“Viola. Come l’amore”: a scuola il teatro che racconta il coraggio di dire NO

Sabato 14 marzo

Sabato 14 marzo, gli studenti delle classi seconde e terze dell’istituto “A. Volta” sono stati spettatori della pièce teatrale “Viola. Come l’amore”, una rappresentazione delicata e intensa che ha portato sul palco una delle vicende più emblematiche della storia civile italiana: quella di Franca Viola. Interpretato con misura e sensibilità dall’attrice, Carmen Amoroso e dallo stesso regista e attore, Salvatore Riggi, lo spettacolo ha saputo interessare il giovane pubblico senza mai rinunciare alla profondità del tema. Attraverso dialoghi essenziali, gesti misurati e un linguaggio scenico semplice ma evocativo, la vicenda personale di Franca Viola è stata restituita con rispetto e grande forza emotiva attraverso uno spettacolo che mescola monologhi, narrazione, testimonianze vere, musica e ironia, per parlare di violenza di genere, diritti civili, giustizia e coraggio.

La storia, ambientata nella Sicilia degli anni Sessanta, ricorda il coraggio della giovane donna che, dopo essere stata rapita, rifiutò il cosiddetto matrimonio riparatore, pratica allora socialmente accettata che avrebbe cancellato il reato e salvato l’onore della famiglia. Il coraggio e la risolutezza del padre della ragazza, capace di andare al di là delle apparenze e il rifiuto della giovane Franca, intenzionata a difendere la propria dignità, contribuirono a incrinare un sistema culturale fondato su una radicata mentalità patriarcale. Nel corso della rappresentazione, gli attori hanno alternato momenti narrativi e dialoghi intensi, dando voce non solo alla protagonista, ma anche al contesto sociale in cui la vicenda si svolgeva: una società in cui il peso delle tradizioni, del giudizio collettivo e delle convenzioni poteva soffocare la libertà individuale, soprattutto quella delle donne. La scelta di scene essenziali ha permesso alla parola e all’interpretazione di emergere con chiarezza, favorendo l’attenzione e la riflessione tra gli studenti. Lo spettacolo ha così trasformato il teatro in uno spazio di memoria e consapevolezza, capace di collegare una storia del passato alle questioni ancora aperte del presente.
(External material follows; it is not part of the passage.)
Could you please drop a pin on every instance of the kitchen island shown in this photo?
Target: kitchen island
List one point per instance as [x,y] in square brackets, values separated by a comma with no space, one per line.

Al termine della rappresentazione è seguito un breve dibattito tra gli attori e gli studenti, nel quale è stato evidenziato come la figura di Franca Viola, oggi simbolo di libertà e autodeterminazione, continui a parlare alle nuove generazioni per ricordare quanto sia importante riconoscere e contrastare ogni forma di violenza e di sopraffazione.

Infine, concluso il dibattito tra gli attori e gli studenti, ha preso la parola il Dirigente scolastico, prof. Vito Parisi, che, dopo aver ringraziato gli attori, ha messo in evidenza come la protagonista di tale vicenda, conclusasi a lieto fine, sia sempre rimasta nell’ombra, nonostante abbia rivoluzionato la legge italiana in materia; Franca Viola ha compiuto una rivoluzione silenziosa, divenuta un simbolo per generazioni. “Viola, come l’amore” si è rivelato così non solo uno spettacolo teatrale, ma anche un’occasione educativa preziosa: un invito gentile ma fermo a guardare la storia, comprenderne le

ombre e costruire, con maggiore consapevolezza, una cultura fondata sul rispetto e sulla dignità di ogni persona.

L’attività è stata coordinata dalle docenti Castiglione e Giacchetto.